Indeterminate forms are tricky because they don't clearly convey what the limit actually is. Luckily, mathematicians have tools to deal with them, like l'Hôpital's rule.
In this exercise, we first checked if the expression \( \frac{\ln(x+1)}{\log_{2}(x)} \) leads to an indeterminate form as \( x \) approaches infinity.

• As \( x \to \infty \), \( \ln(x+1) \) heads to infinity.
• Similarly, \( \log_{2}(x) \) also goes to infinity.

Because both parts of the fraction go to infinity, we have the \( \frac{\infty}{\infty} \) form.
You can simplify expressions like this with l'Hôpital's rule. This rule allows us to find limits when faced with these indeterminate situations.

Derivatives are a key tool in calculus that measure how a function changes as its input changes.
When we apply l'Hôpital's rule, derivatives are crucial because we replace the original functions in the limit with their derivatives.
In this problem, we take derivatives of both the numerator and denominator:

• \( \ln(x+1) \) becomes \( \frac{1}{x+1} \);
• \( \log_{2}(x) \) translates to \( \frac{1}{x \ln(2)} \).

This gives a new fraction \( \frac{\frac{1}{x+1}}{\frac{1}{x \ln(2)}} \).
Using derivatives helps us to transform the problem from an indeterminate form to one that we can solve more easily.

Limits help us understand the behavior of functions as they get very close to a certain point.
In this exercise, we're interested in what happens as \( x \) approaches infinity.
After applying l'Hôpital's rule and finding the derivatives, we derive a new expression:

• \( \lim_{x \to \infty} \frac{x \ln(2)}{x+1} \).

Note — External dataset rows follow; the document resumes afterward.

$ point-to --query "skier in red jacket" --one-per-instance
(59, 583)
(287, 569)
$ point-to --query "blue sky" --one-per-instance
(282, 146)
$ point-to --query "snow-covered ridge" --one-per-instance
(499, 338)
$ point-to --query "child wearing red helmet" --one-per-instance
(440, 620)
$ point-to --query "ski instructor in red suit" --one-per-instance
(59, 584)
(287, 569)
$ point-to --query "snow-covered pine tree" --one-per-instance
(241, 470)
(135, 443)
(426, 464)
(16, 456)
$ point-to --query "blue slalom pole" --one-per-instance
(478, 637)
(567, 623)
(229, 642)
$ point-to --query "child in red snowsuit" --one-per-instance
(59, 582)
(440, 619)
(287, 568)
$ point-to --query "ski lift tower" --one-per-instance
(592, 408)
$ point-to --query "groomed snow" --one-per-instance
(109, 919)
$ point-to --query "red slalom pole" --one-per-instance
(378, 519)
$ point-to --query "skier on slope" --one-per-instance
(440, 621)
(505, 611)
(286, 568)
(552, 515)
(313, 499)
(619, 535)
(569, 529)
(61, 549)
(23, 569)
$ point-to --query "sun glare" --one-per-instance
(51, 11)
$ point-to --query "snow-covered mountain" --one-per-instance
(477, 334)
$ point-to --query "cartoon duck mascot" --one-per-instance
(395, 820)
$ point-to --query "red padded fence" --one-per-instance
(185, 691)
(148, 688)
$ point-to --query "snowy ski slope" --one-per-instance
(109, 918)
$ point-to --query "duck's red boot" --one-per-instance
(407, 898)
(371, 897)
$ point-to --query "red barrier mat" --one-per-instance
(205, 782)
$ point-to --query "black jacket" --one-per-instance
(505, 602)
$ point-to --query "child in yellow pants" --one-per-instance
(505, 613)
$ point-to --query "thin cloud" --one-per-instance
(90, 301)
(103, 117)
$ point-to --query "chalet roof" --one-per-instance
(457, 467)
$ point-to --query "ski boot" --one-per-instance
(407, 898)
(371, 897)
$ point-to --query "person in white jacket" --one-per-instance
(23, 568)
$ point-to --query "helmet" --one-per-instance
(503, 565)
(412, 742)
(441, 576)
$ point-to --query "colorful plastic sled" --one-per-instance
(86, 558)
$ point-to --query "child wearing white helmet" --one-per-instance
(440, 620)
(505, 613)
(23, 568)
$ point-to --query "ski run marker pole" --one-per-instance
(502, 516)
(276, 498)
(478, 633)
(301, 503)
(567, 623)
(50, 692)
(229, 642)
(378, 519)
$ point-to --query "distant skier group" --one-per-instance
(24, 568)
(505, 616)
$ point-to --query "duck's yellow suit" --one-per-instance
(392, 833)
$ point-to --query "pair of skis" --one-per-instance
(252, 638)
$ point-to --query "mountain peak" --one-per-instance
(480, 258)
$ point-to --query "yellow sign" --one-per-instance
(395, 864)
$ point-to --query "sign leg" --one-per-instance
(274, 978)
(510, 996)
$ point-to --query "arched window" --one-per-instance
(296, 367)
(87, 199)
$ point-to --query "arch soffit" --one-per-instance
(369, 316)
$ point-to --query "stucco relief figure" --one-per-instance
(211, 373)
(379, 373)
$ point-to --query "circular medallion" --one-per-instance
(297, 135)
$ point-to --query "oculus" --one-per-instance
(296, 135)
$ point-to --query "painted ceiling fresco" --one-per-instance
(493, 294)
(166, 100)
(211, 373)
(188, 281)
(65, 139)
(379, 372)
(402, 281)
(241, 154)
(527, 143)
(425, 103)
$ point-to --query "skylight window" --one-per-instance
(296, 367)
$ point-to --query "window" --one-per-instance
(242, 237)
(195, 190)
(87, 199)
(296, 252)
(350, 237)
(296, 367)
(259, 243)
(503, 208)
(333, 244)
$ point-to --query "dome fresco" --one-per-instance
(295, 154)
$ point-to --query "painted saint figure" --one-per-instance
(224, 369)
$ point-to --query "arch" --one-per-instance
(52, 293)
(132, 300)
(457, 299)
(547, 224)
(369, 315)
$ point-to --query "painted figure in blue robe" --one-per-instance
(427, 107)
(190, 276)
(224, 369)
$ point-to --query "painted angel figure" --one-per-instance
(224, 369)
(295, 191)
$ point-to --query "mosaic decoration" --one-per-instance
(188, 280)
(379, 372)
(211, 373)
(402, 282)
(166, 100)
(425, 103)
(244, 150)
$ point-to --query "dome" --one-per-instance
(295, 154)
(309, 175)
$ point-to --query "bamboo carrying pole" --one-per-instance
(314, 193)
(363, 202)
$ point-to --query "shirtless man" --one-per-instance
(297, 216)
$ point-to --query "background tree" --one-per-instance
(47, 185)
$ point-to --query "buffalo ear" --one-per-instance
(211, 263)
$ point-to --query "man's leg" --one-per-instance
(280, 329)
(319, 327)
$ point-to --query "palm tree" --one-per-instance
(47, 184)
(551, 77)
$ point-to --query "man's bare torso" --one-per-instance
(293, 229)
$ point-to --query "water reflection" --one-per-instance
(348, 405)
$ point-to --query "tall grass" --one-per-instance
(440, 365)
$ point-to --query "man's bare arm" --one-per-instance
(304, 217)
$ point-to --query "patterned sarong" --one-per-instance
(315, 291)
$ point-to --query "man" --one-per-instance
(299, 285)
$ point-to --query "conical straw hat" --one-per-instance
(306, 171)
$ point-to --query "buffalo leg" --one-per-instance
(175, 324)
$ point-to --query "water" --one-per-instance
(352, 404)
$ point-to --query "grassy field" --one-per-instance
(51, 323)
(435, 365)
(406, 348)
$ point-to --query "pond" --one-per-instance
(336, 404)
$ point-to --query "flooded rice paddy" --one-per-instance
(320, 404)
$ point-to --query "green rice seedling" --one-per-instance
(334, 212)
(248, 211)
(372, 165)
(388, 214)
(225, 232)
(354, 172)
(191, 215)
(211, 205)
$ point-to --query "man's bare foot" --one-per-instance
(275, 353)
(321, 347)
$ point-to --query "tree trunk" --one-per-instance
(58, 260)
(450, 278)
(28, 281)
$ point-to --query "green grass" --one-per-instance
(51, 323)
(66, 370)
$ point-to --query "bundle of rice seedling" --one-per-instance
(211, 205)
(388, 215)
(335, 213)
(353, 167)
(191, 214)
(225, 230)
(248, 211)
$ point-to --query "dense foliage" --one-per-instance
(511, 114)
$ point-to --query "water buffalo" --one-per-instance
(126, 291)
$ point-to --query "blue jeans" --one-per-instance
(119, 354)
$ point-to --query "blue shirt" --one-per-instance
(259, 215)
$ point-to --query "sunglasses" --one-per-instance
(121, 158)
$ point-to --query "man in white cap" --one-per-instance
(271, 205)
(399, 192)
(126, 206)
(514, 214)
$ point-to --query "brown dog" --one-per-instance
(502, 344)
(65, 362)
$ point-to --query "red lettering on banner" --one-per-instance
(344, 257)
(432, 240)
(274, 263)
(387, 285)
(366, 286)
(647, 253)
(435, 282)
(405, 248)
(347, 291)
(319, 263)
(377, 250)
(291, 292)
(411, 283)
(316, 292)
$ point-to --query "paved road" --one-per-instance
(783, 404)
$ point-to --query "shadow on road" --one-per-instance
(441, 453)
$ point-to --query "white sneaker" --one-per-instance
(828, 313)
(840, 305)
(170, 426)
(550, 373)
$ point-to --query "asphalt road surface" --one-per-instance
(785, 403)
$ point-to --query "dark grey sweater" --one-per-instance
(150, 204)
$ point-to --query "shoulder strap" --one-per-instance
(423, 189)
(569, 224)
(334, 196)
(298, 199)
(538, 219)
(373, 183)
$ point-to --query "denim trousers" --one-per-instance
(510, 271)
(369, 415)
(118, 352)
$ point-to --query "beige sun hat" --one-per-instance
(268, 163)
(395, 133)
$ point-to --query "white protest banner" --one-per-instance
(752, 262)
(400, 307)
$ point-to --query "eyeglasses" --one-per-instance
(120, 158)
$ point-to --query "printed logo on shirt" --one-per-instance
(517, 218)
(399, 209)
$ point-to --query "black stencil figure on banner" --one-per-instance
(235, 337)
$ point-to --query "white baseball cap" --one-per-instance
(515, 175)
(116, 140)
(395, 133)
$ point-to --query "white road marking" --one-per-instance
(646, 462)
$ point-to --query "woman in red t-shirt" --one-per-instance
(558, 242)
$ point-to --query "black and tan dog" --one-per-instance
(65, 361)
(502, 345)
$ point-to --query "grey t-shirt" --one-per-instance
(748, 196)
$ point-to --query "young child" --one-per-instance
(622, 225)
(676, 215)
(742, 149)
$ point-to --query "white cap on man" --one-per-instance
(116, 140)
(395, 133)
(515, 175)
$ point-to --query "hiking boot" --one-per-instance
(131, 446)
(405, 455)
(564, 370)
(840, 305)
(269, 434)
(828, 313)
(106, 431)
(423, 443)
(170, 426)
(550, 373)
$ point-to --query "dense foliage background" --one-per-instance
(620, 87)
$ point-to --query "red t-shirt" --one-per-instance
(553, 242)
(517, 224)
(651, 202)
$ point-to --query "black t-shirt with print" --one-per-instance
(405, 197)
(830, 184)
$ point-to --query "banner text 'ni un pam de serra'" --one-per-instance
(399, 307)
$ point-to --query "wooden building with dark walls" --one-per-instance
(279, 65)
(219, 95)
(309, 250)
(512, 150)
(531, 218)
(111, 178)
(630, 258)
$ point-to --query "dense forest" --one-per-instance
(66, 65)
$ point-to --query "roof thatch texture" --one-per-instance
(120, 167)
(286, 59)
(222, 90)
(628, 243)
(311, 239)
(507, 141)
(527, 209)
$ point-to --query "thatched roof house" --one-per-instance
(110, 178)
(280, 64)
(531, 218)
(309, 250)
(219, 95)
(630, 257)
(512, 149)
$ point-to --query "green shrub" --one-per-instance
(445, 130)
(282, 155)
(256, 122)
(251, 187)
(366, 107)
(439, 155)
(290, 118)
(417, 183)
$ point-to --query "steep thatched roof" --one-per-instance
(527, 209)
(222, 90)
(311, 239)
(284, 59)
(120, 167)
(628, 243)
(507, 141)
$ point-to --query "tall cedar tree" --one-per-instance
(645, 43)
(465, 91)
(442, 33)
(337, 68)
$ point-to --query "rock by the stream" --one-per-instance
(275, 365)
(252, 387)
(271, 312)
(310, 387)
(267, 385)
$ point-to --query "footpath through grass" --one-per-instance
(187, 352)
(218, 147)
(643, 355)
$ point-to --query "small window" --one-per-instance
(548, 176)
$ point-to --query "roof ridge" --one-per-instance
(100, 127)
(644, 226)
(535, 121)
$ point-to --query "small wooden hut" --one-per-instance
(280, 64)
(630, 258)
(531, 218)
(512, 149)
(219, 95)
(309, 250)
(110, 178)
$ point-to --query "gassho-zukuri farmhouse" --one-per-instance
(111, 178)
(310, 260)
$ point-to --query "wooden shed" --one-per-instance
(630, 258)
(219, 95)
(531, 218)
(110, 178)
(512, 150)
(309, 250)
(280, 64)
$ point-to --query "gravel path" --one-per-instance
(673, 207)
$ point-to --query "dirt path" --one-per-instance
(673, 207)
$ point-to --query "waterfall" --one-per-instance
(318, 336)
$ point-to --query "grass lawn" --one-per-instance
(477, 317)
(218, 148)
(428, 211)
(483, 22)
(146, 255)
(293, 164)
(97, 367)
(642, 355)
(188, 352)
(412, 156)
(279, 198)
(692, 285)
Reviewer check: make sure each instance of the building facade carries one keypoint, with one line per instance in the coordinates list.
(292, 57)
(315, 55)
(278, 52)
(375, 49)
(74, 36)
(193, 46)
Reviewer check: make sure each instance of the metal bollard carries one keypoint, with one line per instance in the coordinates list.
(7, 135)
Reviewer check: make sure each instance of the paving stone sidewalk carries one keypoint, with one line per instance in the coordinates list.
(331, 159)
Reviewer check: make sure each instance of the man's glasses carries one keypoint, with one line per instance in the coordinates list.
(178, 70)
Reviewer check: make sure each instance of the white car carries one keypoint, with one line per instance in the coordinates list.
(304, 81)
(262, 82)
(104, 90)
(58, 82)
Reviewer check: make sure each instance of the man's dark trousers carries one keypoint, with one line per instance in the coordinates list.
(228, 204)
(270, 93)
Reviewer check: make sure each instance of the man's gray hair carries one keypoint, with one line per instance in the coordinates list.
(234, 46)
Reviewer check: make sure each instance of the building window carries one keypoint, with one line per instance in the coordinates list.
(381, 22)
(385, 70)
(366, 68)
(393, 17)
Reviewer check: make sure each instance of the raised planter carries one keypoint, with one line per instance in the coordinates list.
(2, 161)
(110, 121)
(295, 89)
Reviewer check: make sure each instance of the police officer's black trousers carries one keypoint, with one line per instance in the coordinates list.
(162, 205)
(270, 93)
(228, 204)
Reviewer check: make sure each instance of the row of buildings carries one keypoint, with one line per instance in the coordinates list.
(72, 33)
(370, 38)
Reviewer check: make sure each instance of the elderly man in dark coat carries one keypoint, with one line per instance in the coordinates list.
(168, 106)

This expression simplifies further to:

• \( \lim_{x \to \infty} \frac{\ln(2)}{1 + \frac{1}{x}} \).

As \( x \to \infty \), \( \frac{1}{x} \to 0 \), simplifying the expression to just \( \ln(2) \).
Understanding limits is key to solving these types of problems because they offer insights into how expressions behave at extreme values.

The natural logarithm, \( \ln(x) \), is a logarithm with the base \( e \), where \( e \approx 2.71828 \).
It is widely used in mathematics because of its unique properties, especially in calculus.
In this exercise, we have \( \ln(x+1) \) in the numerator, which plays a central role in forming the indeterminate form.
Here are a few key properties of \( \ln(x) \) that help in calculus:

• The derivative \( \frac{d}{dx}[\ln(x)] = \frac{1}{x} \), aiding us when used in l'Hôpital's rule.
• As \( x \to \infty \), \( \ln(x) \to \infty \), a key factor in finding that we have an indeterminate form.

Natural logarithms help simplify complex exponential growth expressions, which is why they appear frequently in mathematical limits and calculus.